Brandt Tobias
Department of Neurology, University of Heidelberg School of Medicine, Heidelberg, Germany.
Clin Exp Hypertens. 2002 Oct-Nov;24(7-8):611-22. doi: 10.1081/ceh-120015337.
Acute basilar artery (BA) occlusion is associated with an extremely high mortality. The pathogenesis in younger patients is usually embolism form cardiac sources or less frequently from vertebral artery dissection. Local atherothrombosis is more common in elderly patients. Differently to the carotid territory, for the vertebrobasilar territory there are no placebo controlled studies proving efficacy of thrombolytic treatment. Furthermore, neither the best route of administration nor the best fibrinolytic agent have been evaluated. Several uncontrolled series, however, indicate that intraarterial thrombolysis reduces mortality of patients with BA occlusion. Recanalization rates average 60% and are associated with occlusions of embolic etiology. Mortality with an average rate of 40-60% is significantly lower in the recanalization group in most series. Other independent variables affecting mortality are identified as length of obstruction, proximal BA occlusion, collateralization, high age, and initial poor clinical state. Time from onset of symptoms to start of intraarterial thrombolysis, however, is not associated with recanalization or mortality rate.
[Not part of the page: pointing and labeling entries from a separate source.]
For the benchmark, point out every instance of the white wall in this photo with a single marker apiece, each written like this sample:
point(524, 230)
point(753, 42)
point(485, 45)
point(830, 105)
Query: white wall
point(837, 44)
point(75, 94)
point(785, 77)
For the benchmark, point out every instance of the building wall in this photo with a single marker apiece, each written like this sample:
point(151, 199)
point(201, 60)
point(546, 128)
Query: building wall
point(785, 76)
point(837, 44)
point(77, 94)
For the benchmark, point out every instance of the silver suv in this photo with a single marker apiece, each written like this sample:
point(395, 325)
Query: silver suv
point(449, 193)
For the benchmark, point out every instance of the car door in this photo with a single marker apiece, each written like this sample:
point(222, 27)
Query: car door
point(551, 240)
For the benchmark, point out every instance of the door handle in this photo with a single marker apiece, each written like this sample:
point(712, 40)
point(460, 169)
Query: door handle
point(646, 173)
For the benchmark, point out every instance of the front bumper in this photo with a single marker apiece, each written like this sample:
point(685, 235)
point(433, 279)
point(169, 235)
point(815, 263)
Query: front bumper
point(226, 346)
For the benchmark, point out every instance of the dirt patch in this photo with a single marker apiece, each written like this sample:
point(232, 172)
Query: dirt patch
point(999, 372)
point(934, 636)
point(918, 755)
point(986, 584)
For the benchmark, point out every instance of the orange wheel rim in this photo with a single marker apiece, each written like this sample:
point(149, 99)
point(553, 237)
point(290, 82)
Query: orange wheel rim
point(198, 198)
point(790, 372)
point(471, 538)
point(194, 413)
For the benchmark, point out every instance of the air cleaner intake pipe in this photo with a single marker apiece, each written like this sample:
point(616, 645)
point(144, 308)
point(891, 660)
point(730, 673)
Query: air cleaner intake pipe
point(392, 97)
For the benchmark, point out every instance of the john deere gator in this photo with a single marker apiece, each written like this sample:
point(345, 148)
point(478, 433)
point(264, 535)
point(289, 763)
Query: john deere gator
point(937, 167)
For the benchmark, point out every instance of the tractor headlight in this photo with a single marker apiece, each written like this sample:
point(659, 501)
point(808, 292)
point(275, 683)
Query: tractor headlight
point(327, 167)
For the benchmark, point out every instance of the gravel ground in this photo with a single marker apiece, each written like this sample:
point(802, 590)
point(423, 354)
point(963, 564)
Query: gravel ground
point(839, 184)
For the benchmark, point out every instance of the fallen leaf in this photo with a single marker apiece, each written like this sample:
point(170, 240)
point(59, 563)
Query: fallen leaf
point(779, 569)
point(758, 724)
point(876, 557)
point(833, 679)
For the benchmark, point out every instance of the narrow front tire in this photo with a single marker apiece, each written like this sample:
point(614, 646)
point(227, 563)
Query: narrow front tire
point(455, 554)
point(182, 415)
This indicates that differently from thrombolytic treatment in the anterior circulation there is no fixed time window in BA thrombosis. Rate ofparenchymal hemorrhage seems to be lower with an average of 6% compared with systemic thrombolytic therapy in hemispheric stroke. Recanalization of the BA is clinically beneficial under certain circumstances only: (1) BA occlusion should affect only one segment; (2) an effective collateral supply is essential; and (3) the patient should not already be tetraplegic or comatose for a longer period of time. Clinical outcome and assessment of quality of life on follow-up of survivors with successful recanalization encourage thrombolysis in acute BA occlusions of embolic origin.
急性基底动脉闭塞的死亡率极高。年轻患者的发病机制通常是心脏来源的栓塞,较少见的是椎动脉夹层形成。局部动脉粥样硬化血栓形成在老年患者中更为常见。与颈动脉区域不同,对于椎基底动脉区域,尚无安慰剂对照研究证明溶栓治疗的有效性。此外,最佳给药途径和最佳纤溶药物均未得到评估。然而,一些非对照系列研究表明,动脉内溶栓可降低基底动脉闭塞患者的死亡率。再通率平均为60%,与栓塞性病因导致的闭塞相关。在大多数系列研究中,再通组的死亡率平均为40%-60%,显著低于未再通组。其他影响死亡率的独立变量包括阻塞长度、基底动脉近端闭塞、侧支循环、高龄和初始临床状态不佳。然而,从症状发作到开始动脉内溶栓的时间与再通或死亡率无关。这表明与前循环的溶栓治疗不同,基底动脉血栓形成没有固定的时间窗。与半球性卒中的全身溶栓治疗相比,实质内出血率似乎较低,平均为6%。基底动脉再通仅在某些情况下具有临床益处:(1)基底动脉闭塞应仅累及一个节段;(2)有效的侧支循环供应至关重要;(3)患者不应已经四肢瘫痪或昏迷较长时间。成功再通的幸存者随访时的临床结局和生活质量评估鼓励对栓塞性起源的急性基底动脉闭塞进行溶栓治疗。